Русская Литература XIX века. Курс лекций для бакалавриата теологии. Том 1 - Юрий Лебедев 7 стр.


Напротив того: ярко блещут устроенные огни в таборах неприятельских; музыка, пение, трубные гласы и крики по всему стану их разносятся». Сравним у Лермонтова:

Прилёг вздремнуть я у лафета,
И слышно было до рассвета,
Как ликовал француз.
Но тих был наш бивак открытый…

Глинка смотрит на события европейской жизни глазами русского православного христианина, давая живой материал для романа-эпопеи Л. Н. Толстого «Война и мир». В Наполеоне, кумире воинственной толпы, он видит прямое детище Великой французской революции, события которой оценивает по-христиански, как прямое следствие суемудрия людей, обожествивших свой разум:

«Переворот, постигший Францию, начался переворотом коренных мнений и общих понятий. Своекорыстие (l’egoisme) и суемудрие суть две главные пружины, двигавшие всеми колёсами адской машины – революции! <…> Своекорыстие заглушило небесные поучения веры, воспалило в людях неисцельную жажду к деньгам, к собственным выгодам и оградило сердца их жестокою корою равнодушия. Тогда все поучения евангельские упадали на камни, и милосердие, жалость и любовь к ближнему не могли уже более входить в души ожесточенных. Тогда показывались странные явления в обществе: люди без заслуг, дарований и просвещения пользовались неисчётными выгодами богатства в то самое время, как заслуги, дарования и просвещение стенали в ужасной нищете!.. <…>

Суемудрие, приняв на себя пышное название философии, напоило ядом все писания того времени и превратило понятия о вещах. Забавляя народ блеском лжеумствования, оно отнимало животворительную силу у сущности законов, постановлений и священных обрядов. Народ, потерявший чистые понятия, нераздельные с чистотою нравов, бродил в глубокой ночи заблуждений. Сия же тьма пала и на очи управлявших судьбою Франции. Ощупью искали они способов двигать расслабленными пружинами государства и часто для утешения народа, страдавшего уже тайными предчувствиями бед, золотили кровли тех зданий, которых стены, дряхлея, упадали!.. Но вскоре тайные замыслы лжеумствователей сделались явны и суемудрие, приняв дерзость и вид безверия, нагло поколебало древнюю святость алтарей. Оскорблённая вера с громким рыданием удалилась во глубину пустынь. Зашумели страсти, и запылали мятежи… Таковы были последствия суемудрия!! С высоты разгневанных небес ниспало оно в виде светлой апокалиптической звезды, из которой воскурился густой мрак, затмивший сияние истины и очи несчастного народа. Тогда великая книга прошедшего, со всеми спасительными поучениями своими, закрылась навсегда от нечестивых взоров утопавших в разврате людей. Французы забыли историю греков и римлян, забыли лютые последствия домашних неустройств… Дерзко отреклись они от Бога и гордо вызвались быть творцами собственного счастья. Потемнели небеса мятежной земли; померкли последние лучи благоденствия; тяжко вздыхали храмы Божии, и громко сетовали чертоги царей. Исступлённое буйство одною рукою сорвало трон, а другою воздвигало эшафот. Здесь, на площади Людовика ХV, возвышалось сие ужасное орудие гибели добродетельнейшего из государей. <…> Блеснула секира, пала глава священная, небо приняло к себе добродетель, и порочные французы уже не видали с тех пор прелестного образа её. На них и на чад их пала кровь порфирного страдальца. Огнём и кровью очищался народ. Поколение преступников исчезло в бурях мятежей».

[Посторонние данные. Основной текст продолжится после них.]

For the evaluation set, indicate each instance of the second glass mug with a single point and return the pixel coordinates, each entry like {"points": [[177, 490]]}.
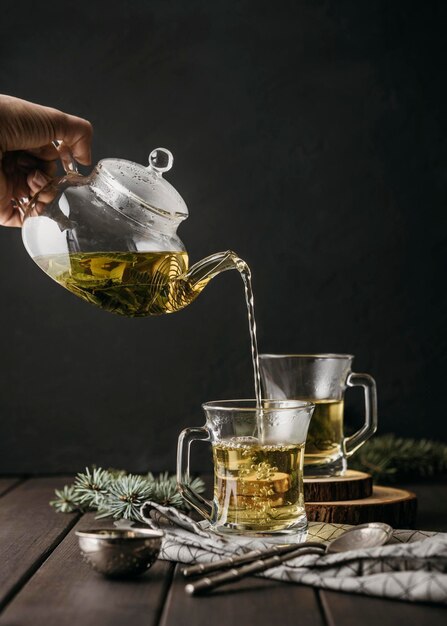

Так события Отечественной войны 1812 года формировали историософское мышление русского офицера. Отголоски его мыслей слышатся в пушкинской оде «Вольность». Л. Н. Толстой в «Войне и мире» опирается на эти мысли Глинки, объясняя причины агрессивных войн французов во главе с Наполеоном: «Для того чтобы народы запада могли совершить то воинственное движение до Москвы, которое они совершили, необходимо было: 1) чтобы они сложились в воинственную группу такой величины, которая была бы в состоянии вынести столкновение с воинственной группой востока; 2) чтобы они отрешились от всех установившихся преданий и привычек и 3) чтобы, совершая своё воинственное движение, они имели во главе своей человека, который, и для себя и для них, мог бы оправдывать имеющие свершиться обманы, грабежи и убийства, которые сопутствовали этому движению.

И начиная с французской революции разрушается старая, недостаточно великая группа; уничтожаются старые привычки и предания; вырабатывается шаг за шагом группа новых размеров, новые привычки и предания, и приготовляется тот человек, который должен стоять во главе будущего движения и нести на себе всю ответственность имеющего совершиться.

Человек без убеждений, без привычек, без преданий, без имени, даже не француз, самыми, кажется, странными случайностями продвигается между всеми волнующими Францию партиями и, не приставая ни к одной из них, выносится на заметное место».

Толстой был внимательным читателем «Писем русского офицера». Он заимствовал у Глинки не только детали в описании событий Отечественной войны, но и религиозно-философскую их оценку, православно-христианское их осмысление.

Вслед за Глинкой отстаивает верность стилю гражданского романтизма Павел Александрович Катенин (1792–1851).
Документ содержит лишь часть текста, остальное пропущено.